Lakes, Trails, Forests and Parks in Bristol, Tennessee/Virginia
Located in the foothills of the Appalachian Mountains, Bristol is surrounded by boundless natural beauty with its spectacular mountain views, beautiful lakes and scenic hiking and biking trails.
South Holston Lake | River | Dam
|Bristol, Tennessee/Virginia |
Hundreds of miles of lake shoreline and water await the fisherman, boating enthusiast, skier and nature lover. South Holston Lake, a Tennessee Valley Authority reservoir covering 7,580 acres, is considered one of the top two lakes in Tennessee and among the best in the Southeast for smallmouth bass fishing and also is well known as a fly fisherman’s paradise. The lake also provides many other recreational opportunities for residents, with 60% of its shoreline bordered by the Cherokee National Forest. The Cherokee National Forest is 640,000 acres of a natural wonderland that includes stops along the famous Appalachian Trail.
Fly Fishing is extremely popular in South Holston River, a nationally recognized trout fishery. It produces numerous trophy trout each year. Numerous streams are filled with native brook trout, brown trout and rainbow trout.
South Holston Dam, at a whopping 285 feet high and 1,600 feet in length, is the third largest earthen dam in the world. This massive earth and rock structure holds back the waters of South Holston Lake which extends some 24 miles up the river from the dam.
Parks | Trails | Golf
|Bristol, Tennessee/Virginia |
Additionally, there are many other recreational opportunities in proximity to Bristol, such as water parks and white water rafting rails to trails and great biking experiences.
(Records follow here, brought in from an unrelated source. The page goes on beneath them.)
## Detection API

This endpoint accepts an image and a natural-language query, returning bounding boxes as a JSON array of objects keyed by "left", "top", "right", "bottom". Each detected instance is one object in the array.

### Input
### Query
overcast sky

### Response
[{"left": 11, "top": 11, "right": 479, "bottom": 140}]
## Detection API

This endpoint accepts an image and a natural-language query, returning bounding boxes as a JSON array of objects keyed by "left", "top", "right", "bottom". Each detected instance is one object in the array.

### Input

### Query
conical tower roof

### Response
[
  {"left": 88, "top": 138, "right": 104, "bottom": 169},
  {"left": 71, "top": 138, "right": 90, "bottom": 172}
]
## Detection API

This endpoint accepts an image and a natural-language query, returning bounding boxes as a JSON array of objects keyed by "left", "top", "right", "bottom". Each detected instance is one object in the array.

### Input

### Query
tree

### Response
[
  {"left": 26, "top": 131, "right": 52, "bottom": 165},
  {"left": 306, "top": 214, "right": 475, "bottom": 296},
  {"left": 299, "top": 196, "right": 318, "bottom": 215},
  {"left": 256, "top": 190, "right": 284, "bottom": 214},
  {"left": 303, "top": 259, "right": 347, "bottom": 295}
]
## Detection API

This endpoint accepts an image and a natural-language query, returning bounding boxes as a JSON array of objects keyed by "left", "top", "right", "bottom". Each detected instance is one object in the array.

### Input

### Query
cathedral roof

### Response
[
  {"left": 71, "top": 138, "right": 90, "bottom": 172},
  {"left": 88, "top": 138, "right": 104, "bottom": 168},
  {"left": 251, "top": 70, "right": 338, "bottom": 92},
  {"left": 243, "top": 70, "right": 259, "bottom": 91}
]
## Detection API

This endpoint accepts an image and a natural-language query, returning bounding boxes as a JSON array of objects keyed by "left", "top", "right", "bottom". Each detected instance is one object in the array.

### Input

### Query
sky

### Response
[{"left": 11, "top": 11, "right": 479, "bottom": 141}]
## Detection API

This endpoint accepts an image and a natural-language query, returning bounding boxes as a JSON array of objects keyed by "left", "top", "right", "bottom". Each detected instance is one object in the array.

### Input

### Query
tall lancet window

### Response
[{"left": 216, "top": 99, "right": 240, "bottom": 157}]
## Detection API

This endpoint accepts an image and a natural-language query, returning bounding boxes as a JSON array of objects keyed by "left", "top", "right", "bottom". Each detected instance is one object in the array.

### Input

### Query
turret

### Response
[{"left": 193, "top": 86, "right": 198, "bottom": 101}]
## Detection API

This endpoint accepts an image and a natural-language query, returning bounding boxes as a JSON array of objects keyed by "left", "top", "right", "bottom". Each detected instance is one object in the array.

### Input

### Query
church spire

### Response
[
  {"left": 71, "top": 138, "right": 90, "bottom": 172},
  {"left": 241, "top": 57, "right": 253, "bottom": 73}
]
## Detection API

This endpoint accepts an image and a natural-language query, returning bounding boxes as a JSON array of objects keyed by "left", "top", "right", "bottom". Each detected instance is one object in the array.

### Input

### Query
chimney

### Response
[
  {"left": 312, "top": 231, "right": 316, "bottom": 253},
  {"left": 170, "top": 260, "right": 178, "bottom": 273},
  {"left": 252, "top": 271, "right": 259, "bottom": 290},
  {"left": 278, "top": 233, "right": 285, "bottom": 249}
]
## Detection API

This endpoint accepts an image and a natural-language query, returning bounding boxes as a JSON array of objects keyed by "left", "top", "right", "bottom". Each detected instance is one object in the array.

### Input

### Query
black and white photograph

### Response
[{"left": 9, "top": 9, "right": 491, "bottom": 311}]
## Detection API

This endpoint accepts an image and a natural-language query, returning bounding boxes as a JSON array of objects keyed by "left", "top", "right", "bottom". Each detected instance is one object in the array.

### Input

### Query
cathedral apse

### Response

Bristol strives to maintain the natural environment that makes the city a great place to live. Dozens of city parks, the largest of which is Steele Creek Park, extend recreational opportunities to all residents. Picnic areas are available, along with lodges, a 52-acre lake and numerous hiking and mountain biking trails. Steele Creek also features one of a number of excellent golf courses in the area.
For those who desire a view of history from behind the wheel, driving tours such as Tennessee’s Sunnyside Trail wind through Bristol and the surrounding region, highlighting historical locations, diners and drive-ins, and many sights that arouse intrigue and nostalgia.
Other tours abound for tracing the path of the Civil War through the region, the progression of the development of the area’s rich musical history, or to pass by larger-than-life heirloom quilt patterns.
In the summer of 2010, the Tennessee Department of Tourist Development opened the Sunny Side Trail, a mapped driving route starting in Sevierville and covering 12 East Tennessee counties — including nearly 300 points of interest.
One of the largest and most stunning caverns in the region, Bristol Caverns takes visitors along the banks of the ancient Underground River that carved the spectacular caverns from the hard core of the earth 200 to 400 million years ago.
In the frontier days, Indians used the Underground River as an attack and escape route in their raids on settlers. Stealing into the area by way of the Underground River and the caverns, they swooped down on unsuspecting families then disappeared as if swallowed up by the earth.
Visitors will retrace the same warrior paths while exploring the vast rooms and arches, columns, and natural stone formations of varying size and kinds. These formations, millions of years old, display rich veins of minerals which give the formations beautiful colors of red, blue, gray, brown and sparkling white.
Stalactites and stalagmites, some larger than tree trunks and others smaller than straws, fascinate and give play to the imagination. Where some of these formations have grown together, massive columns have been formed reaching from the floor to the ceiling of the lofty rooms. With every view, nature's artistry is at its best and can be seen in the remarkable tumbling cascades and billowing draperies - all of solid stone.